The game’s structure is odd and quite interesting, and the actual levels are only a part of the big picture. Before each stage, you have to navigate your way through the inside of a television, getting by wires, springs and bolts in order to reach your next program/stage. The final stage is in fact a boss encounter in this same environment. After completing a level, you get to play two kinds of bonus games, both of which can net you an extra life or continue.
These gifts are completely superfluous. As I have written earlier, I have beaten the game only a few hours after my very first try. The low difficulty level can be explained by many factors. The stages themselves are short, spanning few sub-sections. Even if you do suffer some mandatory hits in this game, Garfield has to be hit a whopping ten times to lose a life. Checkpoints are numerous, and both health (in the form of hamburgers and pizza, of course…) and 1-Ups are easy to come by.

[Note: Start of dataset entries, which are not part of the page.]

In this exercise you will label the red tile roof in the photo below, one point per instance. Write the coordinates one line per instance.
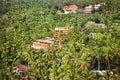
(71, 7)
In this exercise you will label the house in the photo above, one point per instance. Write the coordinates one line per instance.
(88, 9)
(62, 30)
(21, 69)
(70, 9)
(42, 43)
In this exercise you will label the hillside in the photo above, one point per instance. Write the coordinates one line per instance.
(92, 45)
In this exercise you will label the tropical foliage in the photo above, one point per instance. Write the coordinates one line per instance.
(84, 49)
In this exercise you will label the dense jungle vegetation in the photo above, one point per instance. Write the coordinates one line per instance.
(24, 21)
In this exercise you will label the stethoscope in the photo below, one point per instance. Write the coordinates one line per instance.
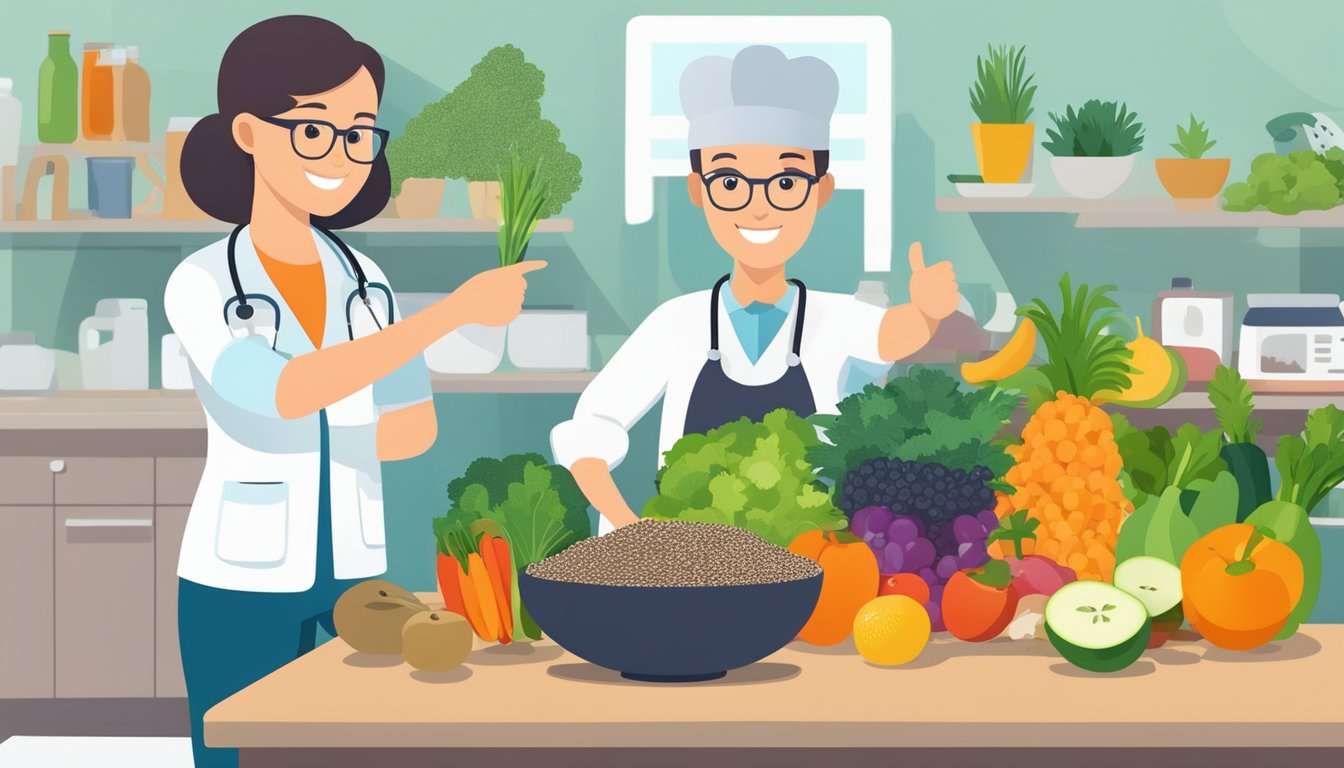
(245, 311)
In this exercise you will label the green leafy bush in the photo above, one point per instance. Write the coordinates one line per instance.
(1098, 129)
(747, 474)
(1192, 141)
(1003, 90)
(921, 417)
(1300, 182)
(471, 131)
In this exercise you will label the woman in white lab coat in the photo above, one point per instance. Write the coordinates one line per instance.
(760, 152)
(307, 371)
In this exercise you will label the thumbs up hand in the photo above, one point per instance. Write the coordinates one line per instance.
(933, 289)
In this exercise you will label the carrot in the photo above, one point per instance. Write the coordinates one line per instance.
(495, 552)
(480, 579)
(469, 600)
(449, 585)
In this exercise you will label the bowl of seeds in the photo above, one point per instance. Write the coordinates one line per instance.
(672, 601)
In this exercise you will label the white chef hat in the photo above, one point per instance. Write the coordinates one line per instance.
(760, 97)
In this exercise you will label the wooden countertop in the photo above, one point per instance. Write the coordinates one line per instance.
(1001, 693)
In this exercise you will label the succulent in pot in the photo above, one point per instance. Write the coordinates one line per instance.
(1093, 148)
(1194, 180)
(1001, 100)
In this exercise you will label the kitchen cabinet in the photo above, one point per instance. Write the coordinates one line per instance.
(105, 601)
(27, 601)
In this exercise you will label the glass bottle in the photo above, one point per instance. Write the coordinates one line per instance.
(58, 93)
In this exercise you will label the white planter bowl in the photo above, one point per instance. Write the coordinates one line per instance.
(1092, 178)
(549, 340)
(468, 350)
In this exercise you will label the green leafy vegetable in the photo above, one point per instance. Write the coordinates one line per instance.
(1003, 90)
(1301, 182)
(1157, 529)
(1192, 141)
(922, 417)
(1312, 463)
(751, 475)
(1233, 405)
(1098, 129)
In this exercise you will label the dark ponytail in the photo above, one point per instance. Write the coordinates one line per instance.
(261, 71)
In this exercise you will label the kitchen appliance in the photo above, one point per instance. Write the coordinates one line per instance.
(24, 366)
(114, 344)
(1184, 318)
(174, 370)
(1293, 338)
(549, 339)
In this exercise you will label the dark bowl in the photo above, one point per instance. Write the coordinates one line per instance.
(669, 634)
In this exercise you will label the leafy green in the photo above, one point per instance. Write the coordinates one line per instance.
(1312, 464)
(539, 506)
(1157, 529)
(1156, 460)
(1003, 90)
(1300, 182)
(1233, 405)
(1098, 129)
(747, 474)
(922, 417)
(1082, 359)
(1191, 143)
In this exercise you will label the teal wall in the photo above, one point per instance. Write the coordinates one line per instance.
(1234, 63)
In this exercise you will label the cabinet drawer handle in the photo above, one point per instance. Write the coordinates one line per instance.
(109, 523)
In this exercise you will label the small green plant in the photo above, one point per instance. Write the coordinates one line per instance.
(1003, 90)
(1192, 141)
(523, 197)
(1098, 129)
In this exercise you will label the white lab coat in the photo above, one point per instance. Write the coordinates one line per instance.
(664, 355)
(253, 523)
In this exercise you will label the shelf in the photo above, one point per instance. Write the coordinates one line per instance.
(1141, 213)
(165, 226)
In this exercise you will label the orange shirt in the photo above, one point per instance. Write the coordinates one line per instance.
(303, 287)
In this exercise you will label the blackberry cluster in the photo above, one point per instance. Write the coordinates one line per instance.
(932, 491)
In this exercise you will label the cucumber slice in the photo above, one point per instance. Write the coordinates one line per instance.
(1097, 627)
(1153, 581)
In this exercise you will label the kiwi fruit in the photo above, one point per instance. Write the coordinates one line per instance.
(436, 640)
(370, 616)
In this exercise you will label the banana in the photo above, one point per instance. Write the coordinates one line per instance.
(1012, 358)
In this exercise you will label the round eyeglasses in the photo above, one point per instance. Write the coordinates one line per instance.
(315, 139)
(731, 191)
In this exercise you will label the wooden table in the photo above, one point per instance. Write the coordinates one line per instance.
(1004, 702)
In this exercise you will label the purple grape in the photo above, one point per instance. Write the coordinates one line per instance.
(968, 529)
(891, 558)
(946, 566)
(988, 519)
(905, 529)
(919, 554)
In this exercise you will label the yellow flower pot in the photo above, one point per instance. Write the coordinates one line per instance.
(1194, 184)
(1003, 149)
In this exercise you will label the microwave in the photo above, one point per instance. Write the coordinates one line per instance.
(1293, 336)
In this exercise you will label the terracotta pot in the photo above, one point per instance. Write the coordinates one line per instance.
(1194, 184)
(485, 199)
(420, 198)
(1003, 149)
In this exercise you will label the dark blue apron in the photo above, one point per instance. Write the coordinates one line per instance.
(717, 400)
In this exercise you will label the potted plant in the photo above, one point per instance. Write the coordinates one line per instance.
(1093, 148)
(471, 132)
(1001, 100)
(1194, 180)
(542, 338)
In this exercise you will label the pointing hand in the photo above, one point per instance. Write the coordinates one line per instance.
(933, 289)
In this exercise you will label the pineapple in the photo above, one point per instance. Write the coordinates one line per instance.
(1067, 467)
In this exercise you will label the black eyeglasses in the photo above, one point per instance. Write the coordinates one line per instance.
(731, 191)
(315, 139)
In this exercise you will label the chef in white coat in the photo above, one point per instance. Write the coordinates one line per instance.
(757, 340)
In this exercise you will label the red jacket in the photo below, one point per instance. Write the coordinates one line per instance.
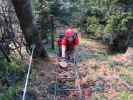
(65, 42)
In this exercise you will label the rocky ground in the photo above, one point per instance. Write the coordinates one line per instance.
(102, 76)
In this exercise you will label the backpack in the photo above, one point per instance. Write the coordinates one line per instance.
(72, 38)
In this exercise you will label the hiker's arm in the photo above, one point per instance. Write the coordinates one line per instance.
(63, 47)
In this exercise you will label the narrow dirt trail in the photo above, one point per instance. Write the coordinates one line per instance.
(100, 72)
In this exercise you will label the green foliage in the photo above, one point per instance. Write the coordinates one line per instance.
(116, 24)
(9, 95)
(92, 24)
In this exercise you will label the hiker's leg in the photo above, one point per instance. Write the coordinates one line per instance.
(63, 49)
(59, 51)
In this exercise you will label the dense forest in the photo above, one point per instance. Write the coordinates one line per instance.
(103, 60)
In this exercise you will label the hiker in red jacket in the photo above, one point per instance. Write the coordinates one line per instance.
(68, 43)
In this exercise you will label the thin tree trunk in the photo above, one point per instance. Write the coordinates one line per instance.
(24, 13)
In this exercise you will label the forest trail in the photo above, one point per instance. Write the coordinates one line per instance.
(110, 77)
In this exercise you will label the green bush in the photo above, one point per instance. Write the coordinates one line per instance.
(92, 25)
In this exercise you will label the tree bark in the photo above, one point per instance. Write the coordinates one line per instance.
(23, 11)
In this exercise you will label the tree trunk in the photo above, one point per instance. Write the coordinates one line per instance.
(24, 13)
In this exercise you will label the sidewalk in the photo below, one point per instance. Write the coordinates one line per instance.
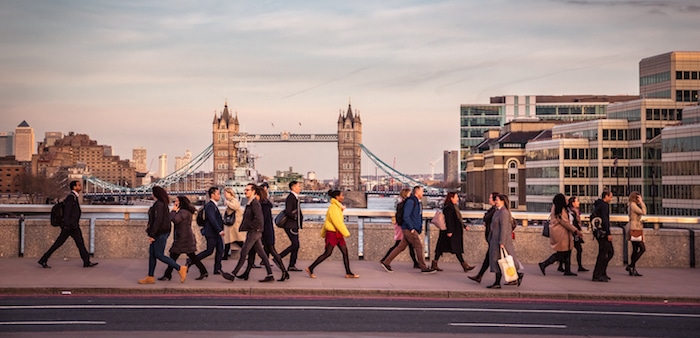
(119, 276)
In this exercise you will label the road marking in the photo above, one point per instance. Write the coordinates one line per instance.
(527, 326)
(56, 322)
(341, 308)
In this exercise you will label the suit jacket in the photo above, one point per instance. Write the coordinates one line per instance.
(292, 208)
(71, 212)
(214, 222)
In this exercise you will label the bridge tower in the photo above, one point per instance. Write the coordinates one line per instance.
(349, 152)
(224, 127)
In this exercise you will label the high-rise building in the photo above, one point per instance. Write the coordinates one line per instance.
(162, 165)
(139, 160)
(7, 145)
(24, 142)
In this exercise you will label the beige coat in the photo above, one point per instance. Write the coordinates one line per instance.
(560, 231)
(231, 233)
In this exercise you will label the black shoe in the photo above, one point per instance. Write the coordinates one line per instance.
(285, 276)
(228, 276)
(269, 278)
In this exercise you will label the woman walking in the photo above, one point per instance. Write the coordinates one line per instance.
(499, 238)
(451, 239)
(636, 209)
(184, 241)
(334, 231)
(158, 231)
(398, 233)
(560, 231)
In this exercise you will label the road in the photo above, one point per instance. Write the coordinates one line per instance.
(376, 317)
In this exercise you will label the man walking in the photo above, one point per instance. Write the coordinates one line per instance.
(213, 230)
(411, 227)
(601, 208)
(70, 227)
(292, 209)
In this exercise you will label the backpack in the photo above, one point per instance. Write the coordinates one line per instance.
(57, 214)
(201, 218)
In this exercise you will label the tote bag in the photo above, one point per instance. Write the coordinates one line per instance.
(507, 266)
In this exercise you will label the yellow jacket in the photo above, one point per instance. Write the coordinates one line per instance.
(334, 219)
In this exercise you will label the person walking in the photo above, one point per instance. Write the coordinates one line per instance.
(398, 234)
(575, 217)
(451, 239)
(213, 230)
(411, 227)
(231, 233)
(601, 208)
(500, 237)
(70, 227)
(184, 241)
(560, 236)
(253, 224)
(295, 218)
(158, 232)
(334, 231)
(487, 230)
(635, 234)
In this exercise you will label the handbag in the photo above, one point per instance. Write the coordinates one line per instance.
(439, 220)
(636, 235)
(507, 266)
(280, 219)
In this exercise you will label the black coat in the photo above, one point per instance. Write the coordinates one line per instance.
(183, 238)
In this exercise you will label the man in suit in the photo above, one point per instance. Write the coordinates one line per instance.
(70, 228)
(213, 230)
(292, 208)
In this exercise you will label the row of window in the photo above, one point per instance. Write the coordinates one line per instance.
(681, 144)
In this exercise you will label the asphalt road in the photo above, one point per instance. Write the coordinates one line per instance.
(116, 315)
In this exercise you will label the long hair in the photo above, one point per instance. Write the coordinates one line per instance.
(559, 202)
(448, 198)
(160, 194)
(185, 204)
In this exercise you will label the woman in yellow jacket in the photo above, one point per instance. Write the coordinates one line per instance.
(334, 231)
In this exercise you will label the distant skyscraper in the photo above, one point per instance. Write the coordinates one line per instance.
(24, 142)
(7, 144)
(163, 165)
(138, 157)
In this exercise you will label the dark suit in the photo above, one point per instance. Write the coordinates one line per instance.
(212, 228)
(70, 228)
(292, 209)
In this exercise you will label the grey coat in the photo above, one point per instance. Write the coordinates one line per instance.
(501, 229)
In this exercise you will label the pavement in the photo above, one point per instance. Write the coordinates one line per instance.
(23, 276)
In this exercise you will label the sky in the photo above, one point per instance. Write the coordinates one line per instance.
(152, 74)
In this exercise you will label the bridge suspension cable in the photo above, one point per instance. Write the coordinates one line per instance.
(166, 181)
(395, 174)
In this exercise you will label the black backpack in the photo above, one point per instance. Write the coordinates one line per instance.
(57, 214)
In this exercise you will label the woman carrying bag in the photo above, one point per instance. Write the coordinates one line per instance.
(635, 234)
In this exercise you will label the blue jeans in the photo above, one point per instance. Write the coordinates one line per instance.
(157, 250)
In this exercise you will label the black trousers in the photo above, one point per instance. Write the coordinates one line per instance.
(77, 236)
(605, 254)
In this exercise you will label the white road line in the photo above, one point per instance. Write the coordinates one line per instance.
(341, 308)
(56, 322)
(527, 326)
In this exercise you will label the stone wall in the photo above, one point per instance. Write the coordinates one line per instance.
(127, 239)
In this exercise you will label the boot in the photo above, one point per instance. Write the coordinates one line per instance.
(148, 280)
(466, 267)
(433, 265)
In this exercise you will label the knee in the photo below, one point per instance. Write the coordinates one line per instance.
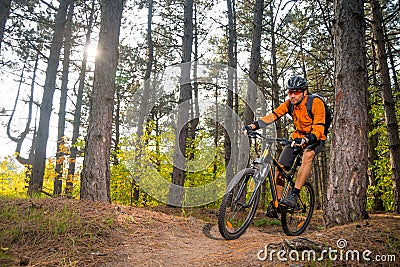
(308, 156)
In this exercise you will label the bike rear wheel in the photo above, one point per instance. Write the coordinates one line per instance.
(295, 220)
(238, 206)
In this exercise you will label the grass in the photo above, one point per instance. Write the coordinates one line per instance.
(59, 226)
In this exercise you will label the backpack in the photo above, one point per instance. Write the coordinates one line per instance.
(328, 112)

The password feature serves no real purpose because it is fun to get through the early levels, and their brevity enables repeated playthroughs. But this brevity is ultimately disappointing: the game starts very strong, and as you get by level 5 you are hungry for more… but have to settle for an all too early encounter with the final boss. Playing at the highest difficulty level does not up the challenge nearly enough; the only difference is that some items give you one projectile instead of two, and you are no longer shown which direction to take. The ending is exactly the same for both difficulty settings.
The game is so easy that I can beat it without using continues or passwords… and without losing a single life! This lack of challenge definitely hurts the game’s replay value, but I do enjoy beating it time and time again. The unique structure and characteristic mannerisms of Garfield keep me coming back, as do some of the bosses: especially the massive Pharaoh of the fifth level, which has to be attacked in four different ways, and the final boss, whose bolts you have to deflect while using angled mirrors.
Sega had the beginning of a great game, but unfortunately chose to release it without the sufficient amount of levels. EGM’s contentions about the game’s excessive difficulty make me question their skills; and Sega should have spent more testing time to hone the game’s overall balance. Had I bought this cart in 1995 and paid the full price for it, I would certainly have been disappointed. But in this day and age, you can usually buy 16-bit games for eight to twenty times less than what they originally cost, Garfield: Caught in the Act thus becomes a worthy find.